Black-Box Detection of Language Model Watermarks

Thibaud Gloaguen,Nikola Jovanović,Robin Staab,Martin Vechev
2024-07-13
Abstract:Watermarking has emerged as a promising way to detect LLM-generated text. To apply a watermark an LLM provider, given a secret key, augments generations with a signal that is later detectable by any party with the same key. Recent work has proposed three main families of watermarking schemes, two of which focus on the property of preserving the LLM distribution. This is motivated by it being a tractable proxy for maintaining LLM capabilities, but also by the idea that concealing a watermark deployment makes it harder for malicious actors to hide misuse by avoiding a certain LLM or attacking its watermark.

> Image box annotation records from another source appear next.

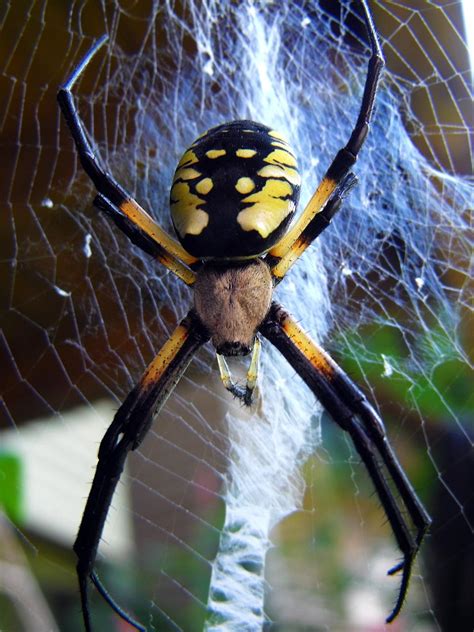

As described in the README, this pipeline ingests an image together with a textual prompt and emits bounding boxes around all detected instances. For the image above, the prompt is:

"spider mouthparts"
[216,341,251,357]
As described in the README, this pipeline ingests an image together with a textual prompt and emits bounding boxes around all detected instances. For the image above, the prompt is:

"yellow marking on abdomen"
[206,149,226,158]
[237,180,295,239]
[171,182,209,238]
[235,178,255,194]
[257,165,301,187]
[235,149,257,158]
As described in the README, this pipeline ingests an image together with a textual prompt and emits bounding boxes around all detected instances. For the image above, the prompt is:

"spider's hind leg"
[73,311,209,632]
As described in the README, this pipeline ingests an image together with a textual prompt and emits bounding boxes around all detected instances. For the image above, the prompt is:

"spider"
[58,0,430,632]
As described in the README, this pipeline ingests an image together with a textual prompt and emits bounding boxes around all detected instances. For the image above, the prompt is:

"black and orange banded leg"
[57,35,197,285]
[260,303,431,623]
[74,311,209,632]
[265,0,384,282]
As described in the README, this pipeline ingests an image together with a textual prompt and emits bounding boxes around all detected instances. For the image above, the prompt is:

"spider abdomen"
[170,121,300,259]
[194,259,273,356]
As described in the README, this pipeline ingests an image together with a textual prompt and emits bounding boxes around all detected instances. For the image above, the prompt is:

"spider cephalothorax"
[194,259,273,356]
[58,0,430,631]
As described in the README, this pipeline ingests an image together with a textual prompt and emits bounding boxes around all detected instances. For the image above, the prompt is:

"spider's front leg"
[260,303,431,623]
[74,312,209,632]
[57,35,198,285]
[266,0,384,283]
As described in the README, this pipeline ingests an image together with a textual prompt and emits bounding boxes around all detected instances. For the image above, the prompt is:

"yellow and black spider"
[58,0,430,631]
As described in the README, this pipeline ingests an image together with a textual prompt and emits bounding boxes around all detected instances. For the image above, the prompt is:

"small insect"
[58,0,430,631]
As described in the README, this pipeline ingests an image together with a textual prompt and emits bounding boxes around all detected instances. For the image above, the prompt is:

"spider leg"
[265,0,384,282]
[260,303,431,623]
[73,311,209,632]
[57,35,197,283]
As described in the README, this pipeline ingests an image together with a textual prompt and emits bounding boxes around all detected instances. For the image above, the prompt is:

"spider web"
[0,0,474,630]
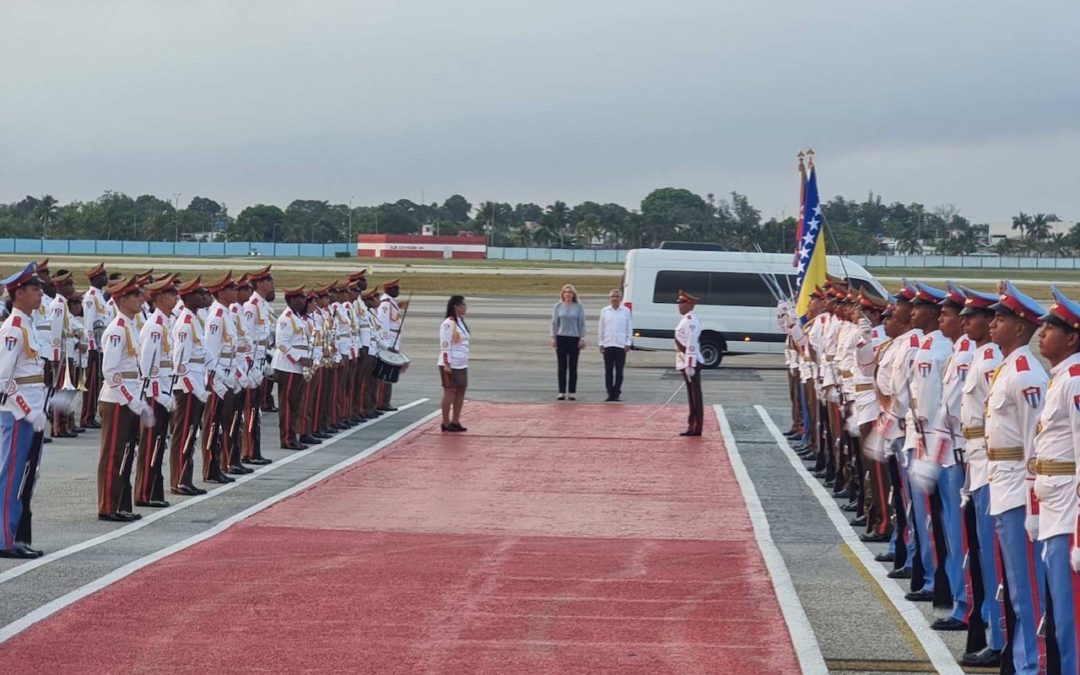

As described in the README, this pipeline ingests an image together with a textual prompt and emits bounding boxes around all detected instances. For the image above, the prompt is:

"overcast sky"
[0,0,1080,222]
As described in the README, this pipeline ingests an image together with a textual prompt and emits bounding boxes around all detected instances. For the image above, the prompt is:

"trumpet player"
[272,286,313,450]
[95,276,147,523]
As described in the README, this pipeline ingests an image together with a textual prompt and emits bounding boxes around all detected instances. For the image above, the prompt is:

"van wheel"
[699,337,724,368]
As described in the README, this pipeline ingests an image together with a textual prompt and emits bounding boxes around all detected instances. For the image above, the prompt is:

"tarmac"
[0,297,993,673]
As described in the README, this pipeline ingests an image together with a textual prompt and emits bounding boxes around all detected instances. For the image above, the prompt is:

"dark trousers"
[555,335,581,394]
[168,391,203,487]
[97,403,138,515]
[135,401,168,502]
[274,370,306,447]
[683,368,705,434]
[79,349,102,427]
[604,347,626,399]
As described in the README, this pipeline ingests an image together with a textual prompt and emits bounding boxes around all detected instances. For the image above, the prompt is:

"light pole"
[346,194,356,258]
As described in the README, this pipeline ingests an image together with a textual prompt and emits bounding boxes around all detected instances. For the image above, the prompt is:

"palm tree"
[1013,211,1031,239]
[33,194,58,239]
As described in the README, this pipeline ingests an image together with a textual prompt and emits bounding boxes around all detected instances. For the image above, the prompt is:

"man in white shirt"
[596,288,633,401]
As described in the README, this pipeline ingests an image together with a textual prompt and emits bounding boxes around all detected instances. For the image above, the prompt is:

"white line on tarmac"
[713,405,828,673]
[754,405,963,674]
[0,408,440,644]
[0,399,428,583]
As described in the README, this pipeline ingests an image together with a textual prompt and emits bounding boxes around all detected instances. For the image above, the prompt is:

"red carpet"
[0,403,798,675]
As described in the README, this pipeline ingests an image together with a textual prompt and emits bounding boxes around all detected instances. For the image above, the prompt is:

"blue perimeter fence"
[6,239,1080,270]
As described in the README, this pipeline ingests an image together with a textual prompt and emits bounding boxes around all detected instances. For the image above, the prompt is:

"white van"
[623,248,888,368]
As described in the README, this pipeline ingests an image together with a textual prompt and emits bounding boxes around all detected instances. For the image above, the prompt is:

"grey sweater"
[551,300,585,338]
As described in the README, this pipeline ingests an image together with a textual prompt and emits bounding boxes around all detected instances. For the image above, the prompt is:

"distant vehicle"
[622,248,888,368]
[660,242,727,251]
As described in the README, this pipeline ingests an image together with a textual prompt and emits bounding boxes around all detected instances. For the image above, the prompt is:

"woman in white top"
[438,295,469,431]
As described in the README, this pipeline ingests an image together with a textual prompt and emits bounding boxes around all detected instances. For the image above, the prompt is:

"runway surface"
[0,403,798,674]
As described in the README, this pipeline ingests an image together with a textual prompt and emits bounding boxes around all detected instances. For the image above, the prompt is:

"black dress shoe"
[960,647,1001,667]
[0,543,43,561]
[930,617,968,631]
[904,591,934,603]
[859,532,893,542]
[97,511,135,523]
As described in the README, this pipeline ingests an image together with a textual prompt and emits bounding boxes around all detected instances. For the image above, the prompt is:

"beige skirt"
[438,366,469,389]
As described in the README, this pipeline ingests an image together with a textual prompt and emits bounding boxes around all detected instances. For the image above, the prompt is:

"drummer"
[377,279,408,410]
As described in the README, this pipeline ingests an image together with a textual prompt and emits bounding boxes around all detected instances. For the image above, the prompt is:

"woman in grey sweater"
[551,284,585,401]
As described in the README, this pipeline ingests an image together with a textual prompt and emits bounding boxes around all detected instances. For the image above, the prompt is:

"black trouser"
[683,368,705,434]
[555,335,581,394]
[604,347,626,399]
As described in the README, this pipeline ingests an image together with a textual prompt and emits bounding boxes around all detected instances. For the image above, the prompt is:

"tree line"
[0,188,1080,256]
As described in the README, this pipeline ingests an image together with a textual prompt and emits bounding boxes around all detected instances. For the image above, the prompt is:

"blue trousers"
[1041,535,1080,673]
[905,448,933,592]
[937,464,970,621]
[0,413,33,551]
[995,507,1045,675]
[971,485,1005,650]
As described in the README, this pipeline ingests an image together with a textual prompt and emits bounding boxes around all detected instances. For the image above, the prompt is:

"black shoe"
[930,617,968,631]
[97,511,135,523]
[904,591,934,603]
[135,499,168,509]
[960,647,1001,667]
[0,543,43,561]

Yet, despite much discourse around detectability, no prior work has investigated if any of these scheme families are detectable in a realistic black-box setting. We tackle this for the first time, developing rigorous statistical tests to detect the presence of all three most popular watermarking scheme families using only a limited number of black-box queries. We experimentally confirm the effectiveness of our methods on a range of schemes and a diverse set of open-source models. Our findings indicate that current watermarking schemes are more detectable than previously believed, and that obscuring the fact that a watermark was deployed may not be a viable way for providers to protect against adversaries. We further apply our methods to test for watermark presence behind the most popular public APIs: GPT4, Claude 3, Gemini 1.0 Pro, finding no strong evidence of a watermark at this point in time.
Cryptography and Security,Machine Learning
What problem does this paper attempt to address?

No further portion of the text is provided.